Background

Differences in human skin pigmentation have been attributed to genetic variation in several different genes [13]. Among these, the melanocortin 1 receptor gene (MC1R, MIM#155555), a member of the G protein-coupled receptors superfamily, is the major contributor to normal pigment variation in humans. It is a small, highly polymorphic gene consisting of one exon with 951 coding nucleotides on chromosome 16q24.3.

Numerous studies have demonstrated associations between specific MC1R variants and red hair, light skin, poor tanning ability and heavy freckling [49]. A recent genome-wide association scan confirmed the role of MC1R SNPs in hair, eye, and skin pigmentation[3]. The functional role of many of these variants has been described [1013]. Several MC1R variants are also associated with increased risk of malignant melanoma in a variety of populations [1422] The effect of MC1R polymorphisms in melanoma risk appears to extend beyond its effect on pigmentation in most of these investigations, and to be linked to melanomas harboring mutations in the BRAF oncogene[23].

Several hypotheses have been generated in an effort to understand the evolutionary history of skin pigmentation in humans. It has been suggested that as humans migrated out of Africa to climates with more limited exposure to sunlight, relaxation of functional constraints in pigmentation genes, including MC1R, or selection for functionally relevant variants that led to lighter skin pigmentation occurred[24]. This could result in an improved ability to synthesize vitamin D in the presence of limited sunlight exposures [2527]. It has also been suggested that darker skin is favored in regions closer to the equator for protection against ultraviolet radiation[24]. In addition, differences in skin pigmentation could protect against pathogens and cold injury, and may have also been important in sexual selection[28].

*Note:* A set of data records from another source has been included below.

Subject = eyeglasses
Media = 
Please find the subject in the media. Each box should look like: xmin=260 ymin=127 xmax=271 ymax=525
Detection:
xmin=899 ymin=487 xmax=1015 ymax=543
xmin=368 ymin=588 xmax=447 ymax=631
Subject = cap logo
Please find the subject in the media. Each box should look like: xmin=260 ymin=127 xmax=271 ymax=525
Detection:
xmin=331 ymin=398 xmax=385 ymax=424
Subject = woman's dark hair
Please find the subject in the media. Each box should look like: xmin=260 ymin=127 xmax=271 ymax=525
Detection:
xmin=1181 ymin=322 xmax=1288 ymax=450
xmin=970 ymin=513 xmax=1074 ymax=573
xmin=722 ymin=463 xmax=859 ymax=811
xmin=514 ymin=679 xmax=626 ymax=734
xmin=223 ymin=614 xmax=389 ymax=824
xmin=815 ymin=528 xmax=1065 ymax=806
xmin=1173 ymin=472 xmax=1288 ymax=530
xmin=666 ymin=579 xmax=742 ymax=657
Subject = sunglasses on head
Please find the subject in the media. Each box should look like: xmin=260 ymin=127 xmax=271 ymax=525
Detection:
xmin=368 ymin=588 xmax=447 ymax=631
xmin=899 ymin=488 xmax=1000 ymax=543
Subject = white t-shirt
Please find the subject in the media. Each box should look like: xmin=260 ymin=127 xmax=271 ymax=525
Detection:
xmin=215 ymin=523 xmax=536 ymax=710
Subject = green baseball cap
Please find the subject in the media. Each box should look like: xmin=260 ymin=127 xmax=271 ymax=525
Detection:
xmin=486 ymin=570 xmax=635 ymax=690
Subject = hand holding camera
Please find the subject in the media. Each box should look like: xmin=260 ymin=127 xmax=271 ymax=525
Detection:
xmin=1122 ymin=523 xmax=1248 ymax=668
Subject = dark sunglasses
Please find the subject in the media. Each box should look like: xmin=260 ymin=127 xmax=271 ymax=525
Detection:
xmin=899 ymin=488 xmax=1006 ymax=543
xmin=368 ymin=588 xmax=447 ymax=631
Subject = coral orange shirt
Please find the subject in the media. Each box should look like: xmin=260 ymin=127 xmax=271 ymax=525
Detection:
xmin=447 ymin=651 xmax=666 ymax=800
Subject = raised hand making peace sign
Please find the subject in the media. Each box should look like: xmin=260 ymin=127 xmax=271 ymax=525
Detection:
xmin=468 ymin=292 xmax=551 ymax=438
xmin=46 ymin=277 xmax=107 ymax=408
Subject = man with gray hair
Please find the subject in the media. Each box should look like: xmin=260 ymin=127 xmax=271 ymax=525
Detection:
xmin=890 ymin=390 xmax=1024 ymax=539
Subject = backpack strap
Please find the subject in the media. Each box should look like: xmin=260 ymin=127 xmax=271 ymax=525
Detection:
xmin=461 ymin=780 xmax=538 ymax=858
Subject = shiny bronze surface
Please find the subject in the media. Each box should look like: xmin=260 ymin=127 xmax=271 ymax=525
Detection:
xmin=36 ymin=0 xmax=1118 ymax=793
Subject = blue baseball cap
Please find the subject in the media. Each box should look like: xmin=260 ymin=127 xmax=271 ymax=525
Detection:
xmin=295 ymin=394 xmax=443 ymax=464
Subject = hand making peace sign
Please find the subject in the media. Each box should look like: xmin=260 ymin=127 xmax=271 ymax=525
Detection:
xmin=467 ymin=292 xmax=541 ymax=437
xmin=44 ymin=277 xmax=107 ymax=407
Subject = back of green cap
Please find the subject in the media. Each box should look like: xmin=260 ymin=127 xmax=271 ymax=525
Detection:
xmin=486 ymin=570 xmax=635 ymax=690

Genetic variation of MC1R, in the form of single nucleotide polymorphisms (SNPs), is significantly different across populations from different geographic regions [29, 30]. In most regions of the genome, there is a higher degree of genetic variation in individuals of African descent than in other populations, most likely due to evolutionary history [31, 32]. MC1R is an exception to this observation. It has been shown to be more polymorphic in individuals of European descent than in those from Africa [29, 30]. A comprehensive study of SNP allele frequencies in MC1R from populations around the world, further quantified the large differences in the distribution of variants across populations, with a prominent difference between light and dark-pigmented individuals [29]. The goal of the current study was to expand on that study of MC1R genetic variation by characterizing nucleotide diversity, population specific differentiation (FST), and to study measures of selection.

Results

Nucleotide Diversity

Allele frequency (AF) data was compiled from a total of 2306 individuals who were grouped into seven populations, based on geographic location (Table 1). The actual number of individuals in each group was Africa 117, India 53, Southern Europe 838, Northern Europe 650, Asia 343, Papua New Guinea 40, and the United States 265. The number of SNPs per population evaluated in the study ranged from three (India) to 36 (Southern Europe), with a total of 55 SNPs studied in MC1R in these analyses. AFs are shown in Table 2. Thirty-seven SNPs were nonsynonymous (NS) and 18 were synonymous (S). The greatest number of SNPs was present in individuals from Southern Europe (29 NS, 7 S) and Northern Europe (18 NS and 3 S). The fewest number of SNPs were noted in the subjects from India (2 NS, 1 S), Papua New Guinea (2 NS, 2 S) and Africa (3 NS and 8 S).

Table 1 Description of populations and studies used for analyses of MC1R allele frequencies
Table 2 Allele frequencies (%) of MC1R single nucleotide polymorphisms in seven populations.

In order to correct for the variable population sizes, which could contribute to the absolute number of SNPs identified, π and θ, measures of nucleotide diversity, were calculated. The overall nucleotide diversity for all SNPs in MC1R, as measured by π, was 10.1 × 10-4 for all populations (2306 total subjects); it ranged from a low of 3.6 × 10-4 in subjects from India to a high of 11.1 × 10-4 from US subjects (Table 3). In subgroup analyses of the Northern and Southern European populations, π was the highest in subjects from Britain (18.1 × 10-4). θ, the population mutation parameter, was quite variable across populations, ranging from 6 × 10-4 in India to 47.3 × 10-4 in Southern Europe. In Southern European subjects, θ was the highest, 43.6 × 10-4, in Italy.

Table 3 MC1R nucleotide diversity, Tajima's D, and Fu's FS statistic for seven populations Statistically significant values are bolded.

Nucleotide diversity was also calculated for NS SNPs only to further understand the contribution of these SNPs to MC1R genetic variation (Table 3). π in NS SNPs ranged from a low of 0.6 × 10-4 in subjects from Africa to a high of 9.0 × 10-4 in the US. Within the European populations, π for NS SNPs was the greatest in Britain (10.9 × 10-4). As was seen for all SNPs, θ for NS SNPs was the highest in Italy (36.6 × 10-4).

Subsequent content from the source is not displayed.